Symbols
As discussed previously, dotc maintains time-indexed views of various compiler artifacts. The following sections discuss how they are managed in the compiler.
Symbols
Defined in Symbols, a Symbol is a unique identifier for a definition (e.g. a method, type, or field). A ClassSymbol extends Symbol and represents either a class, or a trait, or an object. A Symbol can even refer to non-Scala entities, such as from the Java standard library.
Definitions are Dynamic
Traditionally, compilers store context-dependent data in a symbol table. Where a symbol then is the central reference to address context-dependent data. dotc instead uses a phase-indexed function (known as a Denotation) to compute views of definitions across phases, as many of attributes associated with definitions are phase-dependent. For example:
- types are gradually simplified by several phases,
- owners change in lambdaLift (local methods are lifted to an enclosing class) and flatten (when inner classes are moved to the top level)
- Names are changed when private members need to be accessed from outside their class (for instance from a nested class or a class implementing a trait).
Additionally, symbols are not suitable to be used as a reference to a definition in another compilation unit. In the context of incremental compilation, a symbol from an external compilation unit may be deleted or changed, making the reference stale. To counter this, dotc types trees of cross-module references with either a TermRef or TypeRef. A reference type contains a prefix type and a name. The denotation that the type refers to is established dynamically based on these fields.
Denotations
On its own a Symbol has no structure. Its semantic meaning is given by being associated with a Denotation.

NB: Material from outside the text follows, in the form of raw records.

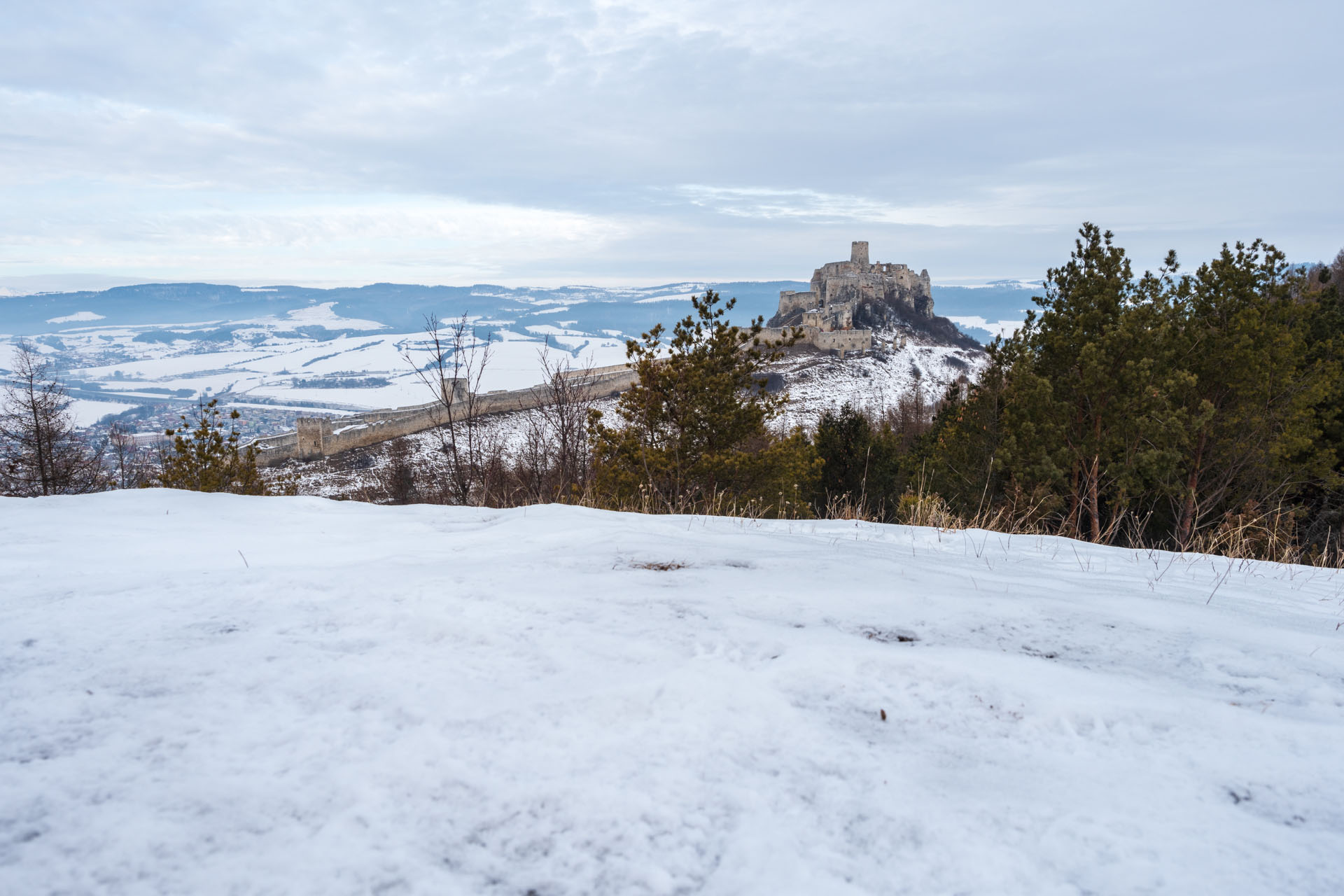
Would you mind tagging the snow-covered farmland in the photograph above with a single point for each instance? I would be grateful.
(226, 695)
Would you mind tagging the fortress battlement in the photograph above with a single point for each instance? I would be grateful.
(854, 298)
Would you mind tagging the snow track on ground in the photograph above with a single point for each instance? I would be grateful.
(227, 695)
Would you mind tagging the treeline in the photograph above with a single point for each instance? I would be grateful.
(1180, 410)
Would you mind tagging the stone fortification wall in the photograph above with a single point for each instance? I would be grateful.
(843, 340)
(315, 437)
(792, 302)
(858, 296)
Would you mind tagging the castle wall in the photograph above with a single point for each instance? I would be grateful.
(847, 340)
(792, 301)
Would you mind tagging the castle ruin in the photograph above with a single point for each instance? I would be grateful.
(850, 300)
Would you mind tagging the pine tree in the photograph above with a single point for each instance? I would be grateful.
(1254, 387)
(694, 426)
(203, 458)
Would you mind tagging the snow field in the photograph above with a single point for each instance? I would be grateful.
(218, 695)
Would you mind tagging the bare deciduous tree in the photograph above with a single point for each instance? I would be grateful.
(454, 372)
(41, 450)
(130, 464)
(553, 463)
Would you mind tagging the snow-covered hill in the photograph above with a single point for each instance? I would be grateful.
(227, 695)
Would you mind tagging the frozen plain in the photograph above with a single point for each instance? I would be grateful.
(230, 695)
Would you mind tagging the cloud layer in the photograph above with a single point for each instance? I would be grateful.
(604, 141)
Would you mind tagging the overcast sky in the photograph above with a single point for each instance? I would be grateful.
(640, 143)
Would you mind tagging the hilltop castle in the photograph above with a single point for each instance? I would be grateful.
(848, 300)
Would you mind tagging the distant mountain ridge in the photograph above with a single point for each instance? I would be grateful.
(402, 307)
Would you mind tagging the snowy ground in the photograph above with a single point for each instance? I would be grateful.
(229, 695)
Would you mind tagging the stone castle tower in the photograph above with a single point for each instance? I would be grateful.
(857, 298)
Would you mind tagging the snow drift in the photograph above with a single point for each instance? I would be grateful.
(226, 695)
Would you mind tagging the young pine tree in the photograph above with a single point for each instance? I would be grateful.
(203, 458)
(694, 428)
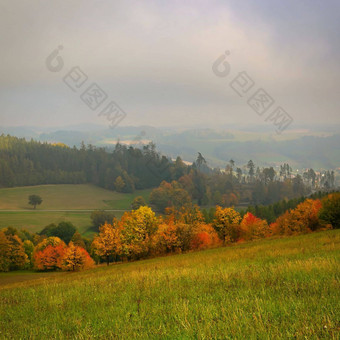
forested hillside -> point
(30, 163)
(126, 168)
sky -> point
(158, 61)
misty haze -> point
(169, 170)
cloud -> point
(155, 59)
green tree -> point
(100, 217)
(34, 200)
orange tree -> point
(76, 258)
(227, 224)
(108, 243)
(49, 253)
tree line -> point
(140, 233)
(127, 168)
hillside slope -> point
(270, 289)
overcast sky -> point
(154, 59)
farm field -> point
(62, 202)
(268, 289)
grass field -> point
(270, 289)
(82, 198)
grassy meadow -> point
(269, 289)
(58, 200)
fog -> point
(155, 61)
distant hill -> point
(302, 148)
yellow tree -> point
(137, 228)
(253, 227)
(227, 224)
(108, 242)
(5, 251)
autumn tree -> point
(227, 224)
(137, 202)
(100, 217)
(330, 211)
(137, 228)
(253, 227)
(49, 253)
(302, 219)
(76, 258)
(78, 240)
(165, 240)
(34, 200)
(108, 243)
(204, 236)
(64, 230)
(12, 251)
(119, 184)
(5, 250)
(29, 248)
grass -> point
(67, 196)
(83, 198)
(270, 289)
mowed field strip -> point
(268, 289)
(61, 202)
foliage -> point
(226, 223)
(137, 228)
(50, 257)
(169, 195)
(76, 258)
(253, 227)
(302, 219)
(330, 211)
(108, 242)
(284, 288)
(12, 251)
(204, 236)
(64, 230)
(34, 200)
(100, 217)
(137, 203)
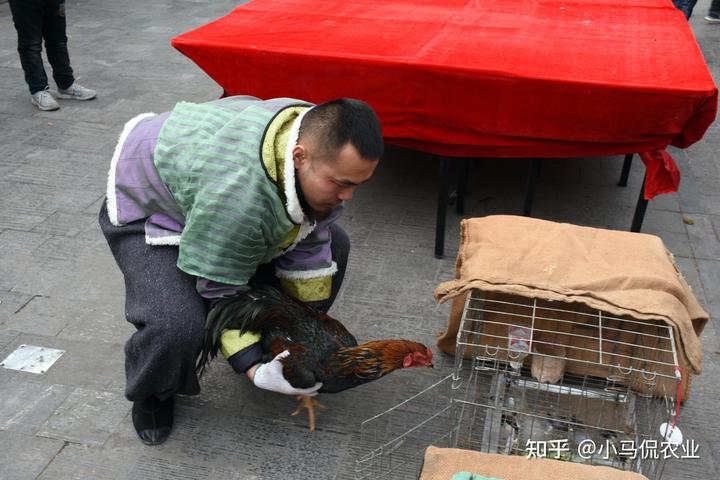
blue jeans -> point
(714, 8)
(35, 21)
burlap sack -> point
(443, 463)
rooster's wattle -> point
(321, 349)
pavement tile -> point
(10, 303)
(92, 365)
(25, 404)
(25, 456)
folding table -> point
(478, 78)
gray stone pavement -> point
(59, 286)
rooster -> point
(321, 349)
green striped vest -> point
(209, 156)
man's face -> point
(326, 182)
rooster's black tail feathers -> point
(244, 312)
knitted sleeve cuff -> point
(246, 358)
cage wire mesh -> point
(530, 372)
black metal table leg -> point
(640, 209)
(462, 185)
(442, 207)
(532, 178)
(627, 163)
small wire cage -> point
(541, 378)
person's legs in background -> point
(163, 305)
(340, 248)
(53, 31)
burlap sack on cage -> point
(624, 274)
(443, 463)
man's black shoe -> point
(153, 419)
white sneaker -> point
(76, 92)
(44, 100)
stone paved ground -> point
(59, 286)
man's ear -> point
(299, 155)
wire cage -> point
(538, 378)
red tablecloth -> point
(511, 78)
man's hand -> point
(269, 377)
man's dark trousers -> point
(36, 20)
(162, 303)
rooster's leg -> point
(309, 403)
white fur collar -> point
(293, 206)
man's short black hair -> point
(333, 124)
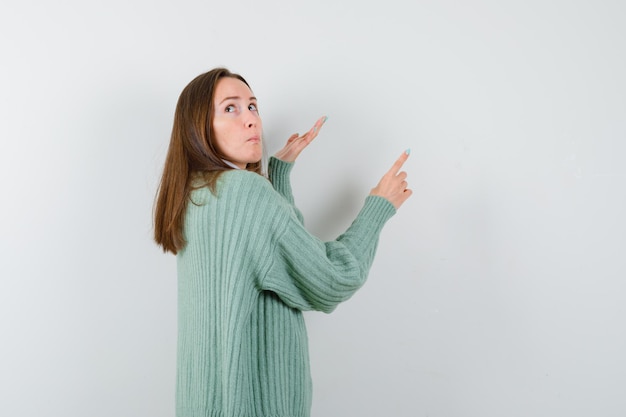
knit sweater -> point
(248, 271)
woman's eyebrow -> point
(235, 98)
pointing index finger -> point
(399, 162)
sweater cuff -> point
(278, 168)
(378, 209)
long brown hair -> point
(192, 154)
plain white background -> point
(498, 288)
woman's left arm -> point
(280, 165)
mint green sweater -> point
(248, 271)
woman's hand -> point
(296, 143)
(393, 184)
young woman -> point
(247, 267)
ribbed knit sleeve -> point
(279, 175)
(248, 270)
(309, 274)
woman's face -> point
(236, 123)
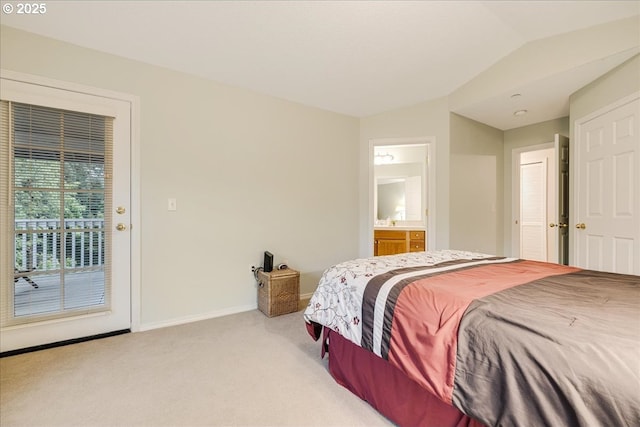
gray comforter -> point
(560, 351)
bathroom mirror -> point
(399, 179)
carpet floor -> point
(239, 370)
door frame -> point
(430, 166)
(135, 235)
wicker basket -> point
(278, 292)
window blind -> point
(56, 187)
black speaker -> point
(268, 261)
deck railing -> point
(42, 245)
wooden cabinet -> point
(390, 242)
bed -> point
(455, 338)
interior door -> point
(533, 208)
(65, 193)
(607, 221)
(561, 148)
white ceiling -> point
(353, 57)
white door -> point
(63, 276)
(538, 207)
(607, 200)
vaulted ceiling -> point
(353, 57)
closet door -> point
(607, 196)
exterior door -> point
(65, 190)
(607, 220)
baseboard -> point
(206, 316)
(196, 318)
(62, 343)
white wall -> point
(476, 186)
(250, 173)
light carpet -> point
(240, 370)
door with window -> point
(64, 214)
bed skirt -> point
(387, 389)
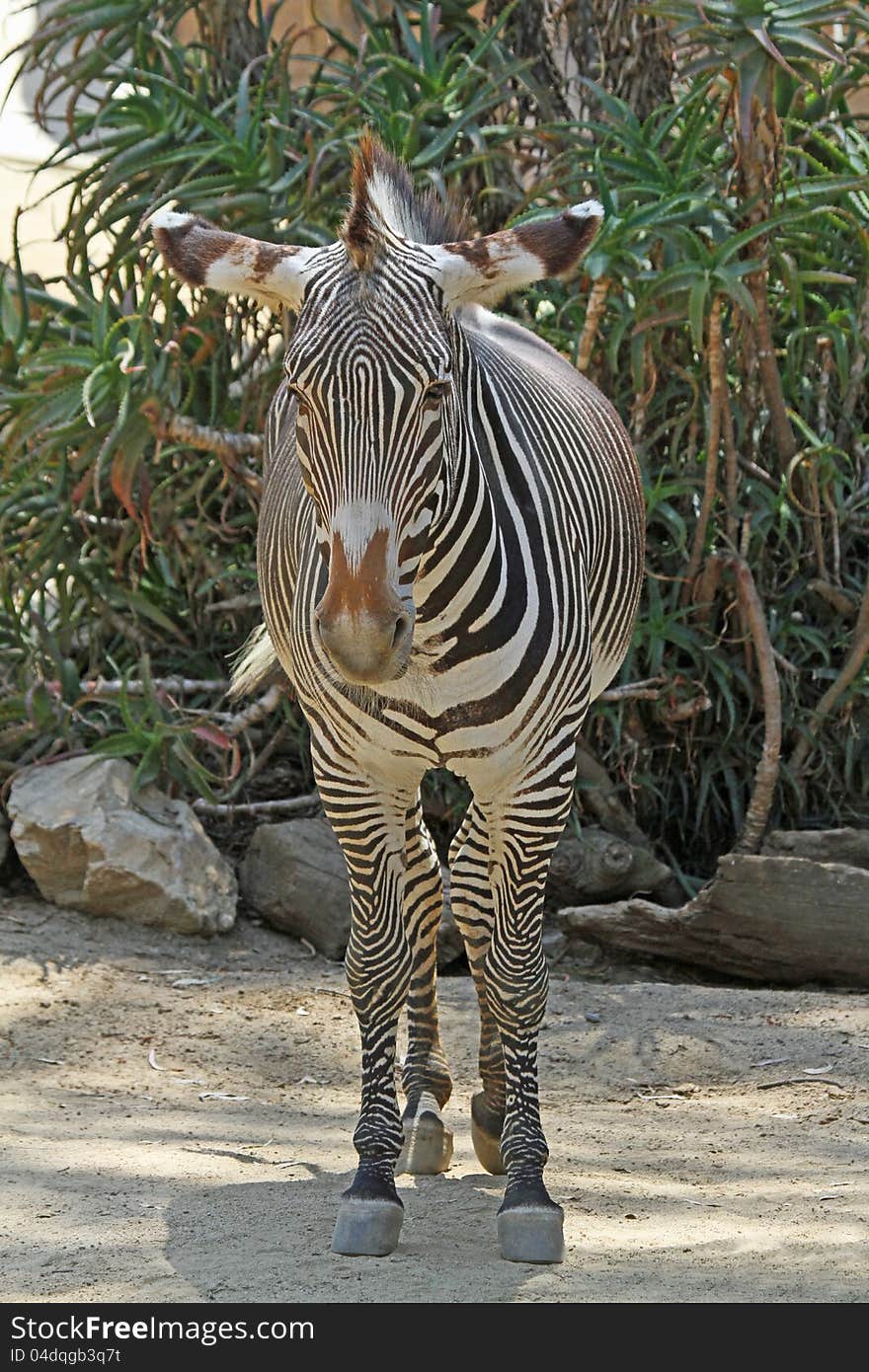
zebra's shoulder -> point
(516, 343)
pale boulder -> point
(91, 845)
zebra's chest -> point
(477, 703)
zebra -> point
(450, 558)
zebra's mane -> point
(383, 197)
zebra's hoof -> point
(486, 1135)
(531, 1234)
(366, 1228)
(429, 1143)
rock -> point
(555, 946)
(843, 845)
(295, 877)
(598, 866)
(91, 845)
(784, 919)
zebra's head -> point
(375, 365)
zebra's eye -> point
(299, 396)
(436, 390)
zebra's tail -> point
(256, 660)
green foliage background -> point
(127, 555)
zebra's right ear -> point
(202, 254)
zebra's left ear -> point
(482, 270)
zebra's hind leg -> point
(472, 907)
(426, 1079)
(523, 834)
(371, 830)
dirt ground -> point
(178, 1119)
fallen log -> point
(783, 919)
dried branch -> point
(292, 805)
(600, 798)
(853, 663)
(225, 445)
(634, 690)
(711, 450)
(766, 774)
(593, 315)
(172, 685)
(257, 713)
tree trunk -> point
(608, 41)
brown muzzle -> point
(364, 625)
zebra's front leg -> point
(472, 907)
(371, 830)
(521, 840)
(426, 1079)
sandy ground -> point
(709, 1143)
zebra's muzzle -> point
(366, 648)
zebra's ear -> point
(482, 270)
(202, 254)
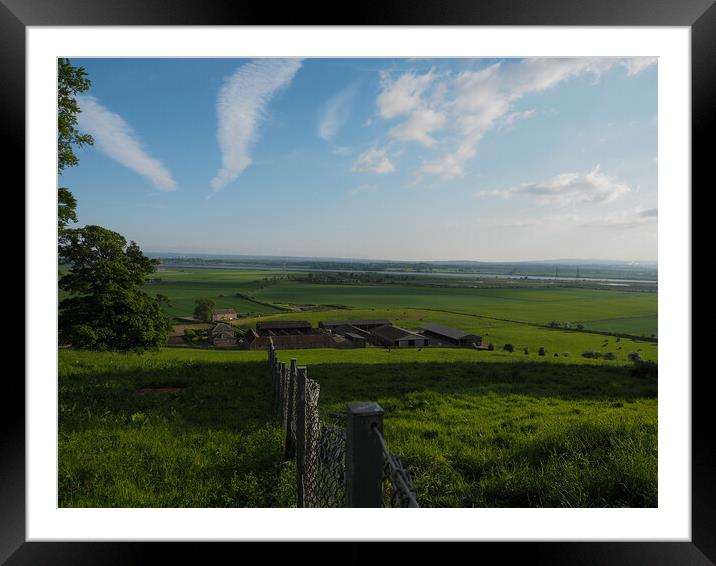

A denotation is the result of resolving a name during a given period, containing the information describing some entity (either a term or type), indexed by phase. Denotations usually have a reference to a selected symbol, but not always, for example if the denotation is overloaded, i.e. a MultiDenotation.
SymDenotations
All definition symbols will contain a SymDenotation. The denotation, in turn, contains:
- a reverse link to the source symbol
- a reference to the enclosing symbol that defined the source symbol:
- for a local variable, the enclosing method
- for a field or class, the enclosing class
- a set of flags, describing the definition (e.g. whether it's a trait or mutable).
- the type of the definition (through the
infomethod) - a signature, which uniquely identifies overloaded methods (or else
NotAMethod). - and more.
A class symbol will instead be associated with a ClassDenotation, which extends SymDenotation with some additional fields specific for classes.